SAN DIEGO (KGTV) – Scientists are unraveling some of the mysteries into why some people unexpectedly dodge COVID while others around them fall ill.

It happened to Carl Goldman and his wife Jeri back in January 2020. They were on the Diamond Princess cruise ship, the site of the first large COVID-19 outbreak outside of China, when Carl became sick.

He spent nearly a month in the hospital, chronicling his experience in a series of blogs. Jeri repeatedly tested negative, even though she was also exposed to several other infected passengers.

“It’s totally weird. I don’t know how she didn’t get it,” Carl said in an interview in 2020. When reached by phone this week, he said Jeri continues to test negative to this day.

Jeri and Carl Goldman are what scientists call a discordant couple: when two people share extended close contact but only one falls ill.

“Understanding why someone doesn't get infected or doesn't get sick is ultimately powerful,” said Dr. Alessandro Sette, a professor at the La Jolla Institute for Immunology.

Dr. Sette’s team is collecting blood samples from discordant couples to identify the mechanisms of this resistance.

This approach has been successful in the development of treatments for HIV. By studying long-term nonprogressors, the small group of people whose bodies can keep HIV under control without drugs, scientists were able to develop a class of HIV-blocking therapies called CCR5 antagonists.

There are several theories about the mechanisms underlying discordant couples, but the most active areas of research involve genetics and pre-exposure to another virus.

Last month, the journal Nature published a study that examined 52 household contacts in the U.K. The researchers found that people with high levels of pre-existing immune cells, called T cells, were less likely to get infected after an exposure.

These T cells are generated by the body after infections with other coronaviruses like the ones that cause the common cold.

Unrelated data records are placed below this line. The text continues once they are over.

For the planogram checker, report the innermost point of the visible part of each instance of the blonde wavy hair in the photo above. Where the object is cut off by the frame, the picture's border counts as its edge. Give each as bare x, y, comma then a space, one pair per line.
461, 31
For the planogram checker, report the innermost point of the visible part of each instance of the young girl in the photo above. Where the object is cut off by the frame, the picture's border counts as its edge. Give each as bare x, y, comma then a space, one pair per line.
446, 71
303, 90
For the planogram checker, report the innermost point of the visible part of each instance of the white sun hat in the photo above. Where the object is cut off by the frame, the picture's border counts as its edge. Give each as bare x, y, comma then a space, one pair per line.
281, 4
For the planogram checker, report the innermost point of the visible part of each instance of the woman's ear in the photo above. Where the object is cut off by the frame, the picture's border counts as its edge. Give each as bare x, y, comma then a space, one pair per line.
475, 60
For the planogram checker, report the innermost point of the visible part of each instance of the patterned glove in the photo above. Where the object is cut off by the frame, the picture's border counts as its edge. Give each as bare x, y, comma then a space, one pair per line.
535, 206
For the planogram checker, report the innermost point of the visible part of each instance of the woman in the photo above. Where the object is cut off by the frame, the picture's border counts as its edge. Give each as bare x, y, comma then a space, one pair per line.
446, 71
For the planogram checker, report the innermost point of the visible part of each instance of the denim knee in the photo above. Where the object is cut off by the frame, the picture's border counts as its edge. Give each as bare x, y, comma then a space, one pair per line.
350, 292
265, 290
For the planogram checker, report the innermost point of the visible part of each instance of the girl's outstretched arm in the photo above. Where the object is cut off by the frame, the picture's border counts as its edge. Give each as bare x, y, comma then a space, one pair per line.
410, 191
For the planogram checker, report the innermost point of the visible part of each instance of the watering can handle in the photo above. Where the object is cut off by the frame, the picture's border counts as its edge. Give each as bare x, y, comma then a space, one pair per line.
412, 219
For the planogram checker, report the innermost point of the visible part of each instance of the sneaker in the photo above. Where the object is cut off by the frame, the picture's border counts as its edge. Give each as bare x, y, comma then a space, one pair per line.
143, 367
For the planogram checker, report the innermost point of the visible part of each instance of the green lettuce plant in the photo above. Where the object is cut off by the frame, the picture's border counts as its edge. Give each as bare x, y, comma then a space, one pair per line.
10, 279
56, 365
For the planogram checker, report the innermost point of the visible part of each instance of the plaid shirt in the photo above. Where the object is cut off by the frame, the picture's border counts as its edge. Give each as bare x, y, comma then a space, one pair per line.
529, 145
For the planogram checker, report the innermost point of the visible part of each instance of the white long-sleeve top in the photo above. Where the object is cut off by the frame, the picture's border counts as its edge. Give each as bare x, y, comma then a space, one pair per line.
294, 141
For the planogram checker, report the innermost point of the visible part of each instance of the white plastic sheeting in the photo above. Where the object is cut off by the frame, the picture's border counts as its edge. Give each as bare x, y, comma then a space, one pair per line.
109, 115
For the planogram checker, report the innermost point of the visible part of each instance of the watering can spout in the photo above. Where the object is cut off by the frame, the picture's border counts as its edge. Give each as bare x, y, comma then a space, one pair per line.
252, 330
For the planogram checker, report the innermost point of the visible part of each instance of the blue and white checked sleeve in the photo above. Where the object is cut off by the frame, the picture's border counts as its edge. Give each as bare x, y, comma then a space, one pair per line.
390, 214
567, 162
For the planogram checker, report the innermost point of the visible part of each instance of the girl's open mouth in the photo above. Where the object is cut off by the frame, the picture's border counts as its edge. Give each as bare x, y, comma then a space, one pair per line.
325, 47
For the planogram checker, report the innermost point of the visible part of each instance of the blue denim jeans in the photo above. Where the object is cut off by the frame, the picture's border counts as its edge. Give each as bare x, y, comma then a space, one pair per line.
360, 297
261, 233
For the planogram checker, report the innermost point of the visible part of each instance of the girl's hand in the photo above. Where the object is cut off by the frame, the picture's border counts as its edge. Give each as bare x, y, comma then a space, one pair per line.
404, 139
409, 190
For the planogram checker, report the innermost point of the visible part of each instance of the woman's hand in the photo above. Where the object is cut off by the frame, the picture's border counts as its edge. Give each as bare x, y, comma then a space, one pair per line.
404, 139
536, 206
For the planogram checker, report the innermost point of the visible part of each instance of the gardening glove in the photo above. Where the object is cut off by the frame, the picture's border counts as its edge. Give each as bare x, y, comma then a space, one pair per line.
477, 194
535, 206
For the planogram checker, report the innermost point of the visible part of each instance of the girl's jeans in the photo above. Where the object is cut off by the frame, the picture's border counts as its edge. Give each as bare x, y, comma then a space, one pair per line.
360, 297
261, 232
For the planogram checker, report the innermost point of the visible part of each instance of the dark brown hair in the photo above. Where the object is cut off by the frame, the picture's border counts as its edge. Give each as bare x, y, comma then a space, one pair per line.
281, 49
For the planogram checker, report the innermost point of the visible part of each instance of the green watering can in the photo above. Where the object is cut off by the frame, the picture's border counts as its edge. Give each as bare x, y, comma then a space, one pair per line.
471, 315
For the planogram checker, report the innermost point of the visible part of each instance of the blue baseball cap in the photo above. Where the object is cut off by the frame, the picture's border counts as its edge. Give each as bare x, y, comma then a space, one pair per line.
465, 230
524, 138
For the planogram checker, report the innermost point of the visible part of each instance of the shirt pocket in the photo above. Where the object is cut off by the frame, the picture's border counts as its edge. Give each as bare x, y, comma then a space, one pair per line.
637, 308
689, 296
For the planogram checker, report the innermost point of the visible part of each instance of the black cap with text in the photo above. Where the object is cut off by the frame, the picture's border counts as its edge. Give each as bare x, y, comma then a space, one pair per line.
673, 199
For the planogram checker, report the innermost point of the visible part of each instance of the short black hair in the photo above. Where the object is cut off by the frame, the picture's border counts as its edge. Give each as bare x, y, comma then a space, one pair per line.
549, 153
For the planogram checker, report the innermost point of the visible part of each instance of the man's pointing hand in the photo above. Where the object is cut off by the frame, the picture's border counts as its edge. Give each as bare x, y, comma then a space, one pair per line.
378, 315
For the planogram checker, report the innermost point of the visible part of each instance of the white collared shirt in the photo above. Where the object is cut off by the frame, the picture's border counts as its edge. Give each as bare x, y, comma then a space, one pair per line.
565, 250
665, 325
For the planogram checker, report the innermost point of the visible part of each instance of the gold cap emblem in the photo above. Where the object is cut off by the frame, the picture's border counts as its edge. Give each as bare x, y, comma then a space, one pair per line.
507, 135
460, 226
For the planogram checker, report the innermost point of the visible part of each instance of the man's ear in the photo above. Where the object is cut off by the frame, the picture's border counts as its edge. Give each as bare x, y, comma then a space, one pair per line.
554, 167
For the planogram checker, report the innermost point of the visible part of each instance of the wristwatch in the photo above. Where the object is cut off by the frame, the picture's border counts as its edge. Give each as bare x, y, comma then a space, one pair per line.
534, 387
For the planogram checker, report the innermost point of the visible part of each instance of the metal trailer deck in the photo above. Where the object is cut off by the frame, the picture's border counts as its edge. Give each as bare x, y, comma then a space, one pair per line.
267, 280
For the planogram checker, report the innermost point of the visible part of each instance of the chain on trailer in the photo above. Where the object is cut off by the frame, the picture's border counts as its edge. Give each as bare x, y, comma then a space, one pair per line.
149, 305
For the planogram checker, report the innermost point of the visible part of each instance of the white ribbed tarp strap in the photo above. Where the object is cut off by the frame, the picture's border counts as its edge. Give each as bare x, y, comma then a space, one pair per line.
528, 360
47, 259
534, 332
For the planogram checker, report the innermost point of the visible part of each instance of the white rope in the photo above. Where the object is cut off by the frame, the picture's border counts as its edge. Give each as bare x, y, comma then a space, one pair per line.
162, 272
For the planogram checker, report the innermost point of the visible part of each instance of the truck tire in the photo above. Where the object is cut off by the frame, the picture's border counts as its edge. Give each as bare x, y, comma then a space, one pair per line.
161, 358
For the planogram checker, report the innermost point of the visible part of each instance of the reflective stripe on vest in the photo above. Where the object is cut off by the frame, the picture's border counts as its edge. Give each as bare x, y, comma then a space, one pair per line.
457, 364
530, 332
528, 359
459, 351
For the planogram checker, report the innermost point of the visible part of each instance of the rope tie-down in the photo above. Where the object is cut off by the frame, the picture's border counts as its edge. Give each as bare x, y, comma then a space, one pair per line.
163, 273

The strength of the protection appears modest. The study found having these pre-existing T cells reduced the risk of infection by 6 percent, but research by Dr. Sette’s team shows these cells have a secondary benefit on vaccination.

“People that had this pre-existing T cell reactivity reacted faster and better to vaccination,” he said.

Other researchers have identified certain genes that may be protective against COVID, like the gene responsible for Type O blood. The effect is also small: the risk of infection dropped 12 percent in one study.

“It's quite possible it's going to be a mixed bag with more than one thing that is contributing to this phenomenon,” Dr. Sette said.

There are other potential explanations for a discordant couple. It might be the result of vaccine timing and the effects of waning immunity. If one person was vaccinated more recently than another, the former might have slightly more protection, Sette said.

Another theory has to do with asymptomatic infection. Perhaps one person was infected several weeks before their partner and didn’t know it, allowing them to build direct immunity against the virus.

Finding a way to leverage the immune cells or genes that drive natural resistance could help scientists develop a pan-coronavirus vaccine or other treatments, Dr. Sette said.

“That could be a broad-spectrum anti-coronavirus weapon,” he said.